How sad is such a view, eliminating the need for including oneself in the potential of committing such acts.
And then there is the Christian view, centred on "sin" at the core of the human personality...and an inner conflict between good and evil in every human and "each person you sit next to on the bus is capable of both extraordinary horrors and extraordinary heroism." While this view comes more naturally and easily to most people in the west. given our cultural debt to Christianity, what would it be like if humans were able to point to the "messiah" in each of us, more readily, more traditionally and more culturally.
Are we stuck between Calvin and Rousseau, believing as Calvin did that babies came out depraved or as Rousseau did that we are naturally good, and learn our evil as we grow?
Clearly, we have the potential for both good and evil. And yet, there is so much cultural fixation with our individual and collective evil as to suggest that we hunger for the feeding such stories provide. Conflict, and its motivations are the menu of most of our fiction, politics, sports, and even academic pursuits. Some of the conflict is evidently providing some good results, while much of it is generating both piles of broken and deceased bodies and broken and rusted equipment.
It seems impossible for us currently to dissuade the 2 percenters from their view, and it also seems unlikely to completely accept the more balanced view of two thousand years of christian doctrine.

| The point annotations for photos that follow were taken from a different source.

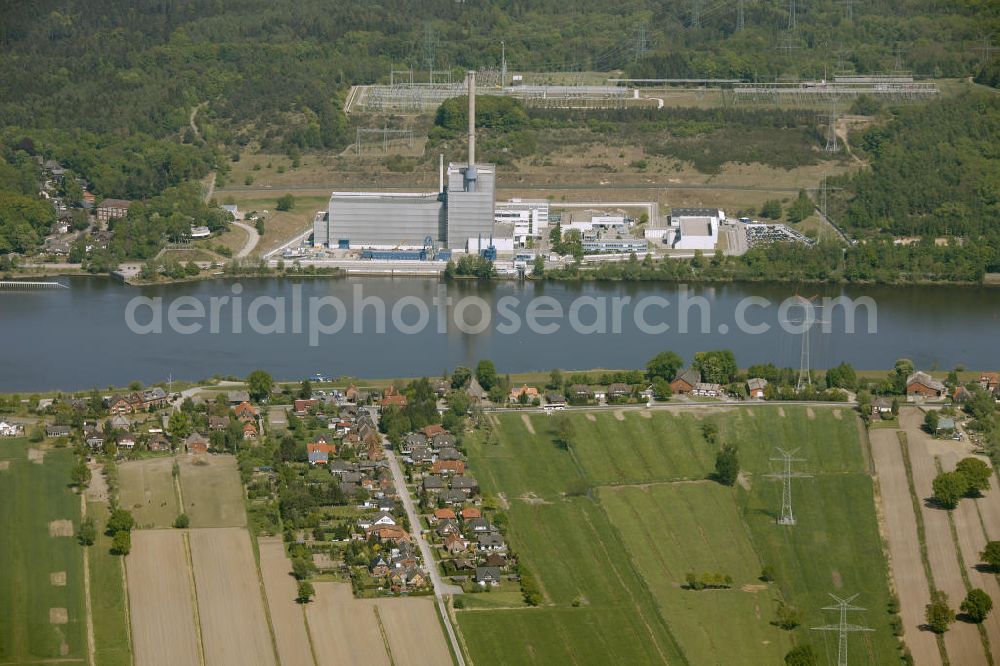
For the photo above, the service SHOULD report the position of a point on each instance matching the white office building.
(695, 228)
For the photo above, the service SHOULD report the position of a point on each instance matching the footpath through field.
(900, 527)
(962, 641)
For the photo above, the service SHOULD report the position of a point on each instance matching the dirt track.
(161, 600)
(900, 527)
(962, 641)
(233, 620)
(287, 616)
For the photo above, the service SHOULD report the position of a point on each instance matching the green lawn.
(622, 549)
(107, 594)
(32, 495)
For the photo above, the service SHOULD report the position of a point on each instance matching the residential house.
(392, 398)
(990, 381)
(94, 439)
(245, 412)
(57, 431)
(158, 442)
(434, 429)
(196, 443)
(112, 209)
(9, 429)
(479, 526)
(555, 400)
(921, 385)
(487, 576)
(453, 497)
(475, 391)
(432, 484)
(378, 567)
(618, 390)
(319, 453)
(445, 467)
(449, 453)
(301, 407)
(466, 484)
(755, 388)
(490, 542)
(685, 382)
(470, 512)
(446, 527)
(530, 393)
(443, 514)
(707, 390)
(455, 543)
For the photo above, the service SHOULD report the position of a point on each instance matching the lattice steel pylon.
(843, 628)
(786, 476)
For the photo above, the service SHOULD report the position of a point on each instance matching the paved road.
(440, 587)
(252, 239)
(327, 187)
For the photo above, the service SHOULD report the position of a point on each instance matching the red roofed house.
(530, 391)
(990, 381)
(111, 209)
(245, 411)
(432, 430)
(444, 514)
(922, 385)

Is there not some as yet uncovered perception of reality that frees us from this dichotomy, pointing us in the direction of our "noble angels" as a common, shared ambition and motivation, rather than to pit such minuscule differences between us as "power or control conflicts" generating much more heat than light, in a world needing light?

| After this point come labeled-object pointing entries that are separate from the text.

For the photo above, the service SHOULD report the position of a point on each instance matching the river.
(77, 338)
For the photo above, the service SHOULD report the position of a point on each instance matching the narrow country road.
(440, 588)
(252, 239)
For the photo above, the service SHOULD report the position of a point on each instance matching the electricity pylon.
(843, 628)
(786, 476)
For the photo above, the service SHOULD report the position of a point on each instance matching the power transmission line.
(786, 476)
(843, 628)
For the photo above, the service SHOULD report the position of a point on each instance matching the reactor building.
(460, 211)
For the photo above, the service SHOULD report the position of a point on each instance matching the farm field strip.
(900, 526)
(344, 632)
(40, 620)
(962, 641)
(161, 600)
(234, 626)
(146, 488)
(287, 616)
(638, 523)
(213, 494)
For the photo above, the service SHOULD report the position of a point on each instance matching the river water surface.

Are we so proud that only what our ancestors have told us is acceptable in the midst of such profound mystery? Are we so imbued with fitting it that we deny the potential for evil in 98% of all people or we include sin as the centrepiece of our theology and worldview, without fulling understanding how we contribute to its exponential growth every day by our thoughts, attitudes, actions and beliefs?
While we are living in a time of extended absence from "global war" (as in the great wars) we are nevertheless drowning in smaller, continuous and potentially more dangerous acts of crimes against humanity every day, and generating a full and growing industry in distributing the stories of those crimes, their perpetrators and their victims daily.

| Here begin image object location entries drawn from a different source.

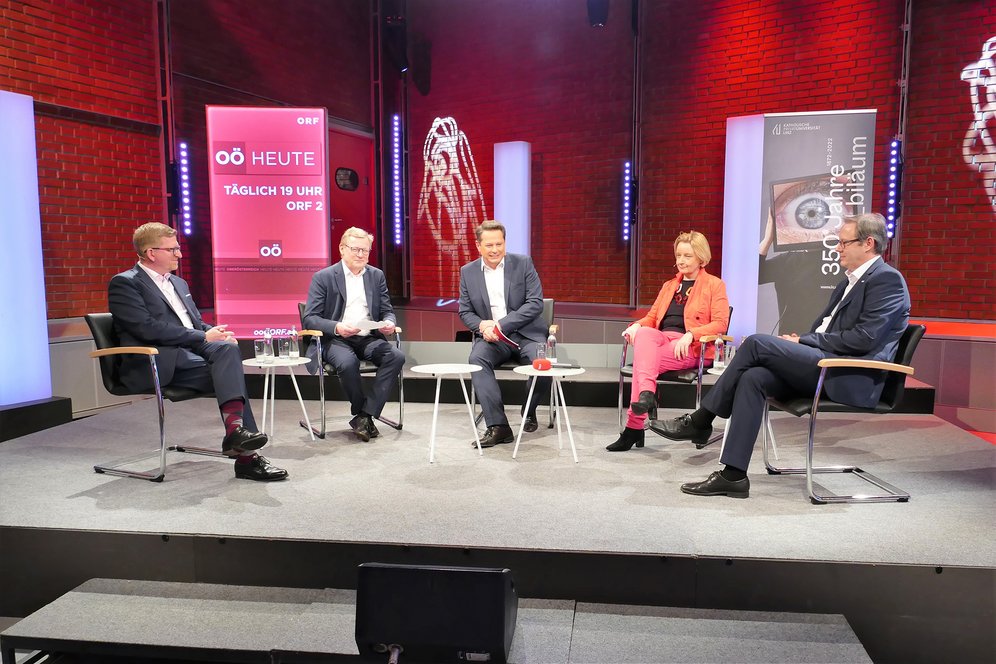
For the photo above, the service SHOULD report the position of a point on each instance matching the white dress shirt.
(172, 297)
(852, 278)
(356, 300)
(494, 280)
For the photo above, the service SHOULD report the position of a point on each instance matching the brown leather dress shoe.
(259, 469)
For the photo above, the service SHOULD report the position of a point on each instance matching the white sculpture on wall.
(451, 201)
(979, 148)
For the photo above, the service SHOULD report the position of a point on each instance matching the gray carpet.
(156, 614)
(386, 491)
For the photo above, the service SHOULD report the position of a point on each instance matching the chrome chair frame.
(891, 396)
(102, 328)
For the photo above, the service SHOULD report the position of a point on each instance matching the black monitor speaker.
(435, 614)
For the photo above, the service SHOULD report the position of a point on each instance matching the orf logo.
(228, 158)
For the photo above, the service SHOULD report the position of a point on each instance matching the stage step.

It is also interesting to note that our attention falls and remains much more with the perpetrators than with the victims of heinous acts against humanity almost as if we have an insatiable appetite for the horror.
And every day we generate and support more violence, and more hate and more revenge and reprisals and complain that "they" are doing it, not us, and continue to pour our cash into the box offices and the cable networks that feed us this stuff.
I am not confident that we have found a comprehensive, and commendable, and worthy worldview that does not debase human life, while at the same time also does not deny the potential for evil in each of us.